AI Security Institute Urges Best Practices After Mythos T

The emergence of new AI models with advanced capabilities is reshaping the cybersecurity landscape. Following its evaluation of Anthropic’s Claude Mythos Preview, the UK’s AI Security Institute (AISI) has issued guidance for organizations. The institute’s assessment confirms the model represents a significant step forward in autonomous cyber operations, capable of executing complex, multi-stage network attacks that would typically require days of human effort. This advancement underscores a pressing need for robust defensive postures.

Last week, Anthropic announced that its latest model had identified thousands of historical zero-day vulnerabilities. The company subsequently launched Project Glasswing, an initiative allowing participating technology vendors to use Mythos Preview to discover and remediate these flaws. While Anthropic has committed to not releasing the model publicly, concerns persist that such powerful tools could eventually be acquired by malicious actors.

In controlled tests, the AISI observed Mythos Preview successfully carrying out attacks on vulnerable networks when explicitly directed and provided with network access. The institute constructed a detailed 32-step corporate network attack simulation, a process designed to take human professionals approximately 20 hours. The AI model solved the full simulation in only three out of ten attempts, completing an average of 22 steps across all trials. The AISI noted that performance could potentially improve with greater inference compute power.
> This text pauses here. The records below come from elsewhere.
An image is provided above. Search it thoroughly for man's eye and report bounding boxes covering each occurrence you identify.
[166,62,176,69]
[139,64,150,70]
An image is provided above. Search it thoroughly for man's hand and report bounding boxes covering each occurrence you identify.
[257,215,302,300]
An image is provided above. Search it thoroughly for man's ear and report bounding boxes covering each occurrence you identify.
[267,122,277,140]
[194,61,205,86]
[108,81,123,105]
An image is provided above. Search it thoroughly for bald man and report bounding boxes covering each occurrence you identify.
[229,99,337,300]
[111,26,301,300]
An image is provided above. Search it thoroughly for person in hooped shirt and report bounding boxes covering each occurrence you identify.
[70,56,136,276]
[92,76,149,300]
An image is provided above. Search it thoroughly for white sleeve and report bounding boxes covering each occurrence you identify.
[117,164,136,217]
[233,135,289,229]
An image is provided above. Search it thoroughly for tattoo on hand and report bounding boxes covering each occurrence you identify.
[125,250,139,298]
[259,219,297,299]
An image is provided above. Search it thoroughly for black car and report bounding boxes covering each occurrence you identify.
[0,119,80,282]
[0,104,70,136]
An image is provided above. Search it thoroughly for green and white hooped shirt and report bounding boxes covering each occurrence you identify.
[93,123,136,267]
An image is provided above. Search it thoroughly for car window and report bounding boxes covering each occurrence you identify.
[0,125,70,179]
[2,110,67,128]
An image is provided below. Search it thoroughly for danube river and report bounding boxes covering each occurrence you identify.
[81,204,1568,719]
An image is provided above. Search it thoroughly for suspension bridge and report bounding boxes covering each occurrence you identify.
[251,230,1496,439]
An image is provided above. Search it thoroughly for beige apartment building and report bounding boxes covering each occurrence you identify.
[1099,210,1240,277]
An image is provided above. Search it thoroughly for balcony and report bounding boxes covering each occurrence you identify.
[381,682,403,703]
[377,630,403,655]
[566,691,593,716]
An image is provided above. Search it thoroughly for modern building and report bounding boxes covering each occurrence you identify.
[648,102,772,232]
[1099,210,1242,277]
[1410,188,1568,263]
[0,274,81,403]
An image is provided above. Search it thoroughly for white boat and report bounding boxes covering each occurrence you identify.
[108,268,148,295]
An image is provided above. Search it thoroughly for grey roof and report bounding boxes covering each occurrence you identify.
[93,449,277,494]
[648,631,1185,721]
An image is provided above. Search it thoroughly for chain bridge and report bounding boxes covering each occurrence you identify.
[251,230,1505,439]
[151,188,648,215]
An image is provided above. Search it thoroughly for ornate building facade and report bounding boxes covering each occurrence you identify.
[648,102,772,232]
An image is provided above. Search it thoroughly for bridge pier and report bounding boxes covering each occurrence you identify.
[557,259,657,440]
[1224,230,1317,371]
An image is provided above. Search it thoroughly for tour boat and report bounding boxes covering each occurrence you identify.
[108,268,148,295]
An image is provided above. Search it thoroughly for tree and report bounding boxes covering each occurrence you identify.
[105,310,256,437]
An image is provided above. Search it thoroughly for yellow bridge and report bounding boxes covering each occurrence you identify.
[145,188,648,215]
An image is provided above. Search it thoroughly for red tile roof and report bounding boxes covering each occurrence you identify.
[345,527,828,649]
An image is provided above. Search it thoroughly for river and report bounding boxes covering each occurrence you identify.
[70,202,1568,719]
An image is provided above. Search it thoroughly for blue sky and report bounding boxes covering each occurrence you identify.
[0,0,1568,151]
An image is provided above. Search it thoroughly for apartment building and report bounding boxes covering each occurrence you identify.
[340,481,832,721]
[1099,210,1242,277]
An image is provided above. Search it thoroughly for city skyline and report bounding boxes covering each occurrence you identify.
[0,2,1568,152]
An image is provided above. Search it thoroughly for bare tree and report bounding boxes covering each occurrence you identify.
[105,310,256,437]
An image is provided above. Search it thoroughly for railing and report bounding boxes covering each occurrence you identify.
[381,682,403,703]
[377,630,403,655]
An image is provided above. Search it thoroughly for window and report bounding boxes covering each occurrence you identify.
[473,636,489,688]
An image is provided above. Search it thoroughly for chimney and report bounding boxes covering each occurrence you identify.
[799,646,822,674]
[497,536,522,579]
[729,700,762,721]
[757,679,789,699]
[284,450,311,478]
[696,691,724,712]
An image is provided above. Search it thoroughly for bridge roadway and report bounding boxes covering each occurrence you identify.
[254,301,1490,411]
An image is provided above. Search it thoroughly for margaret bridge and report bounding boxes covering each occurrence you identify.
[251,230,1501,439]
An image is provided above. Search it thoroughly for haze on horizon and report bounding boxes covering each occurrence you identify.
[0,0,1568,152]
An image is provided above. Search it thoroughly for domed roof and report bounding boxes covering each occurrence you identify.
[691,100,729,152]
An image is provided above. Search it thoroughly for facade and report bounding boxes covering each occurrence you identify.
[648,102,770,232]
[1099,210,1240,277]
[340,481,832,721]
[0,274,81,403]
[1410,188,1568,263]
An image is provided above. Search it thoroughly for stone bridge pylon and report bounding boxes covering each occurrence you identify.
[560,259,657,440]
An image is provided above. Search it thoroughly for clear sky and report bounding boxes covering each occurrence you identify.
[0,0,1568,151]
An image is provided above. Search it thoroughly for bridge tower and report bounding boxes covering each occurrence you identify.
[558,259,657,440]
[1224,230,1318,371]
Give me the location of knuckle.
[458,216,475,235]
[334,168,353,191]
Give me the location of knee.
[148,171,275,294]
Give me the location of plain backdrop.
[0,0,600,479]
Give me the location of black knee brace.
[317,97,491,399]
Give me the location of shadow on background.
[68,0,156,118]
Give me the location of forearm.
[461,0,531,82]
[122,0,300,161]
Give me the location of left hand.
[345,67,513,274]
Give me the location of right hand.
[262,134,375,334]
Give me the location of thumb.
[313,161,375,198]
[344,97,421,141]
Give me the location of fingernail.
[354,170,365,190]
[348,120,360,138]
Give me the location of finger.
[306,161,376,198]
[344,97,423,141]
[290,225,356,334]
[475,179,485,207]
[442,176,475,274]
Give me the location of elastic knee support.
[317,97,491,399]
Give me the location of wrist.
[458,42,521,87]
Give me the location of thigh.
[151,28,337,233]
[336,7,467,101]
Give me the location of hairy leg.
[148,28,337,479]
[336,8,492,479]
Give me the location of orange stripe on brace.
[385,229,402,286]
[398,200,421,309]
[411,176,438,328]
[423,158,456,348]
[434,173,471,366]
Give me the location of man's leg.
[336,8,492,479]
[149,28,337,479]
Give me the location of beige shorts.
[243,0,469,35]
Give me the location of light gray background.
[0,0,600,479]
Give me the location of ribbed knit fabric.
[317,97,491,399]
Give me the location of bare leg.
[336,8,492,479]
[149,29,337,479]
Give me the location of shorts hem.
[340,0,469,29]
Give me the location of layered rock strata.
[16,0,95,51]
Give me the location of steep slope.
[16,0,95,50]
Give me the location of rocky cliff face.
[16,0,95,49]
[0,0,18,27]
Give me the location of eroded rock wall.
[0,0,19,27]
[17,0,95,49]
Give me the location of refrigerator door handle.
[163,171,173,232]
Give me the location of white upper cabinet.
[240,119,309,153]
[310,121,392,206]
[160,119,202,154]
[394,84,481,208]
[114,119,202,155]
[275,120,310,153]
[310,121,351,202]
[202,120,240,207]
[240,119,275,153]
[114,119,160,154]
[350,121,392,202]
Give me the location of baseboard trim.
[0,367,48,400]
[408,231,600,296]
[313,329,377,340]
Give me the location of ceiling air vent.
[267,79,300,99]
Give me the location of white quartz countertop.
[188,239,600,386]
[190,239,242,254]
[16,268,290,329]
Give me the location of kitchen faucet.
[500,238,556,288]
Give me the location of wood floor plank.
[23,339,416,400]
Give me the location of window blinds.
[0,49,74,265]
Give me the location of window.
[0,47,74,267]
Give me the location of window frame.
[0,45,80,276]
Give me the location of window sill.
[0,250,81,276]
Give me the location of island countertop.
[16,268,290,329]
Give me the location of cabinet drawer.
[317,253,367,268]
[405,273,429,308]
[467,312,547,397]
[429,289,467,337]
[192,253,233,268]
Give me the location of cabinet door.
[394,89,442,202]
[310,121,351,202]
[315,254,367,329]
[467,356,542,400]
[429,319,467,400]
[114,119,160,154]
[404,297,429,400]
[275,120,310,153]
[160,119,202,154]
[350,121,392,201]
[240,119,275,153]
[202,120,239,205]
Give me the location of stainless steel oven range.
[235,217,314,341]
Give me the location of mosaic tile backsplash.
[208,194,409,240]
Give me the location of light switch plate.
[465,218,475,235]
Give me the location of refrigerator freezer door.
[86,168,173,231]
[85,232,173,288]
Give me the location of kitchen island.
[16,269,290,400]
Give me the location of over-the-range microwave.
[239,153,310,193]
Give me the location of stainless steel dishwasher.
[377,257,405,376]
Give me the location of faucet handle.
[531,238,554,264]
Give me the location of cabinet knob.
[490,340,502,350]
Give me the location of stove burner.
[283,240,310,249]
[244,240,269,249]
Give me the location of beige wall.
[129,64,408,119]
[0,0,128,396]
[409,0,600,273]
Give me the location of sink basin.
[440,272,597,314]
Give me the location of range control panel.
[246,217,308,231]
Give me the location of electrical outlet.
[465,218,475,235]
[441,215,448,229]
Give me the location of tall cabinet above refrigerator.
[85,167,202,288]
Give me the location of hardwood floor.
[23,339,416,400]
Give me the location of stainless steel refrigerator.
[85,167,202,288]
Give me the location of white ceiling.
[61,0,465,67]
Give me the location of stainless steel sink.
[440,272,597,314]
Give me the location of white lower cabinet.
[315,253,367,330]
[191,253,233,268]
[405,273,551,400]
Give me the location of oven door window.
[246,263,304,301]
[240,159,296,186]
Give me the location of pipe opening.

However, the institute’s report includes crucial caveats. Their testing environment, or cyber range, differs substantially from real-world corporate networks. The simulated systems lacked active human defenders, defensive security tooling, and any penalties for actions that would normally trigger security alerts. Consequently, the AISI stated it cannot definitively conclude whether Mythos Preview could successfully compromise a well-defended system. The model’s current proficiency indicates it can autonomously attack small, weakly protected enterprise networks where initial access has been obtained. Future AISI evaluations aim to address these gaps by simulating environments with endpoint detection and response (EDR) and real-time incident response capabilities.

In light of these findings, the AISI’s primary recommendation is a renewed focus on cybersecurity fundamentals. The institute stresses that models like Mythos Preview can exploit systems with a poor security posture, and more models with similar capabilities are likely on the horizon. Essential practices include the regular and prompt application of security updates, enforcing robust access controls, maintaining secure configurations, and implementing comprehensive logging for visibility.

Simultaneously, the AISI encourages organizations to explore how artificial intelligence can be leveraged defensively. In a joint blog published with the National Cyber Security Centre (NCSC) on March 30, the agencies outlined how AI can deliver game-changing improvements in defense. These include automating threat detection, accelerating incident response, and managing the overwhelming volume of security alerts, thereby helping human teams focus on strategic tasks. The dual approach of strengthening core security hygiene while adopting AI-powered tools is presented as the most effective strategy for mitigating risks posed by increasingly sophisticated offensive AI.